Tuesday, November 28, 2006

"Nobody Knows Me" / Lyle Lovett

Growing up in Indianapolis, I was hard-wired to hate country music -- it seemed all HeeHaw and Midwestern Hayride to me, just Not The Thing My People Listen To. Between that, and his extra-terrestrial appearances in Robert Altman films (not to mention that inexplicable marriage to Julia Roberts), Lyle Lovett had no chance of getting onto my playlist. But then I saw him live, doing an accoustic songwriter show with John Hiatt and Guy Clark and Joe Ely, and whoo boy, the scales fell from my eyes.

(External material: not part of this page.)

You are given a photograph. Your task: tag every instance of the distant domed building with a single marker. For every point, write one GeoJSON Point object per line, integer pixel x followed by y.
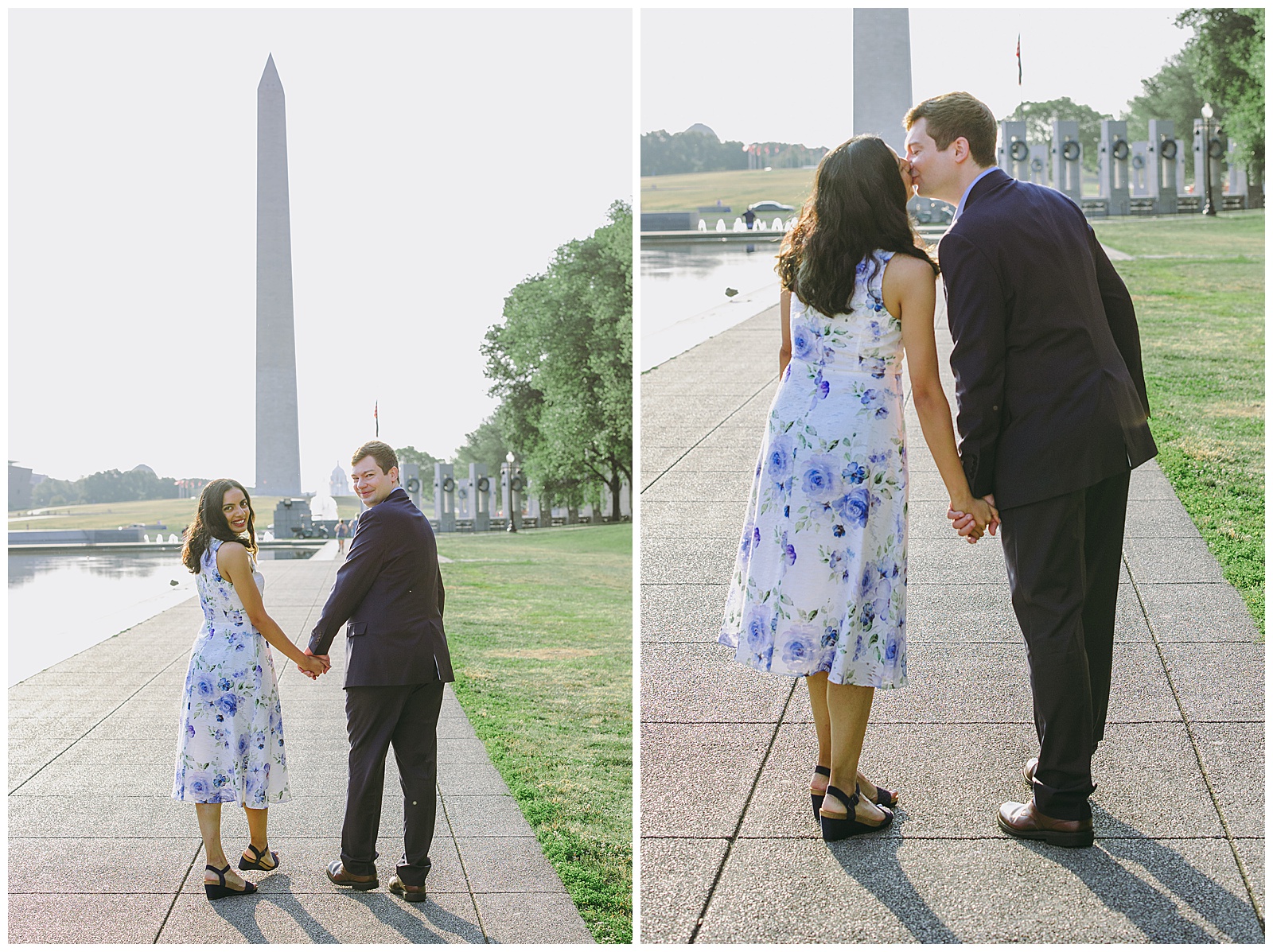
{"type": "Point", "coordinates": [339, 483]}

For one thing, I realized Lyle Lovett is NOT a country artist. He is a Western singer, and unapologetically so. Sure, there's folk in there, and blues, and tent-revival gospel, and dance-hall swing -- all Good Stuff. What he doesn't have are those corny cliches, reactionary pieties, and trumped-up drawls that ruin country music for me; apparently he has spent his entire career, 20-some years now, tactfully bucking the country-music stereotype and inventing his own genre.

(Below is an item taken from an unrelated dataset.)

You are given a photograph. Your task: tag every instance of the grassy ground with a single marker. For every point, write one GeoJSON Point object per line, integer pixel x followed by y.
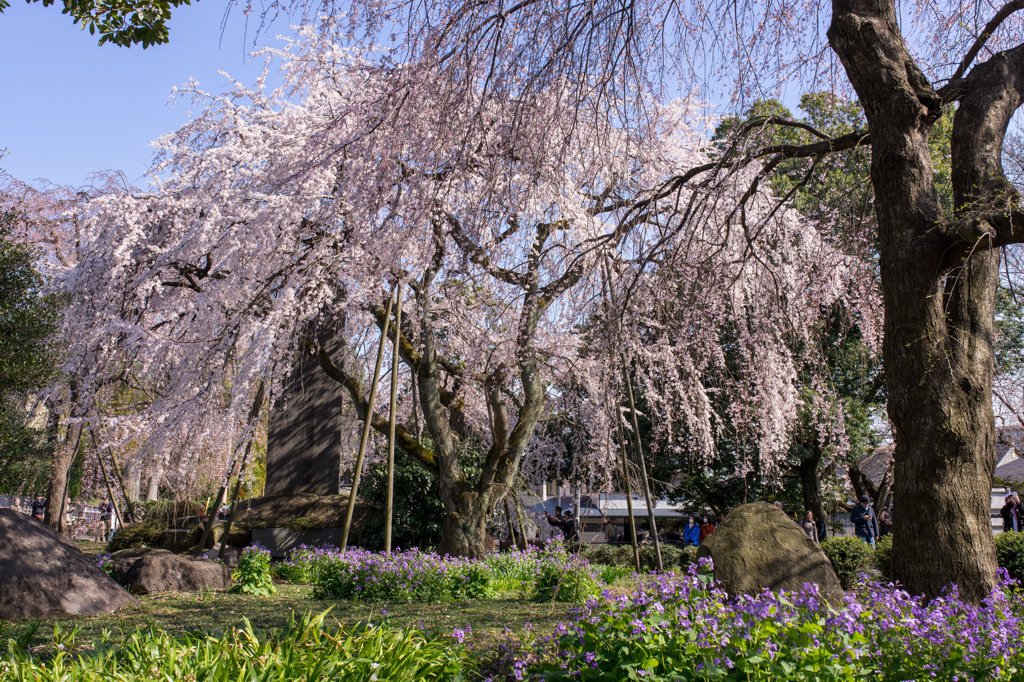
{"type": "Point", "coordinates": [178, 612]}
{"type": "Point", "coordinates": [214, 611]}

In this particular song, for example, as he spins a description of a lazy weekend morning -- "I like cream in my coffee, I like to sleep late on Sundays...I like eggs over easy, with a flour tortilla" -- I just have to picture it in Texas, from that acoustic guitar, the tinny piano, the wheeze underneath that could be a cello but could just as easily be a squeeze-box -- and yet the folky tenderness of it, the jazz-like counterpoint, you'd never expect on a country-music station. And of course I want to be waking up in that sun-drenched house, smelling that coffee, frying those eggs for this man.

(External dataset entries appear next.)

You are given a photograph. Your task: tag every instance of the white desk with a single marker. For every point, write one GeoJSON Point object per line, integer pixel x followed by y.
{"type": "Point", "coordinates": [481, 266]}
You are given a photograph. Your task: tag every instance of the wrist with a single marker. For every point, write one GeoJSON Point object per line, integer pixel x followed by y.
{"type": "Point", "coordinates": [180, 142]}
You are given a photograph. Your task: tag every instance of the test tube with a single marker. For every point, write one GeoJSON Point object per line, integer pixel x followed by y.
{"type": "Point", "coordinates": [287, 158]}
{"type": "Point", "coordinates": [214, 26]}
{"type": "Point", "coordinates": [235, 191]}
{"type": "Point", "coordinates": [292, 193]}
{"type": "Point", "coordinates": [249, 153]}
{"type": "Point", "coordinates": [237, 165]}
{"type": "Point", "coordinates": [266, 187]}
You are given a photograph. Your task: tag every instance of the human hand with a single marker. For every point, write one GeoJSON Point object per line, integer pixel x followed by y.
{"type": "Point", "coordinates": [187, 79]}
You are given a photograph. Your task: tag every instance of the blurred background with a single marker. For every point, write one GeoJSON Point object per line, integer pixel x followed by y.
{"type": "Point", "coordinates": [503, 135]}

Surprise No. 2: That unhurried, mellow voice of his is a much more marvelous instrument than I'd expected; as effortless as his singing seemed, he overpowered those other three guys on the stage that night. In this song, on the repeated line "Nobody knows me like my baby," I love the way his voice soars hopefully on the long o's of "nobody" and "knows", gives a protective flutter over "like my," then cracks wistfully on "my baby." I don't really care whether he's thought this all out or just intuited how to deliver the song; it's just about perfect.

Revelation Three: Lyle Lovett in person is one of the most magnetic individuals I've ever seen. His odd, off-kilter manner simply reads as shyness, reinforced by a refreshing politeness -- gentlemanly to a fault. The long square jaw, the deep grooves either side of his mouth, the taut watchful eyes, even that improbable mass of curly hair on top his head -- in a photo he looks straight out of one of those James Agee WPA photos, but in person he is dead sexy. Just take my word for it.

So this has become The Thing I Listen To now; I play these songs over and over again. I like having Lyle Lovett in my head...I like it A LOT.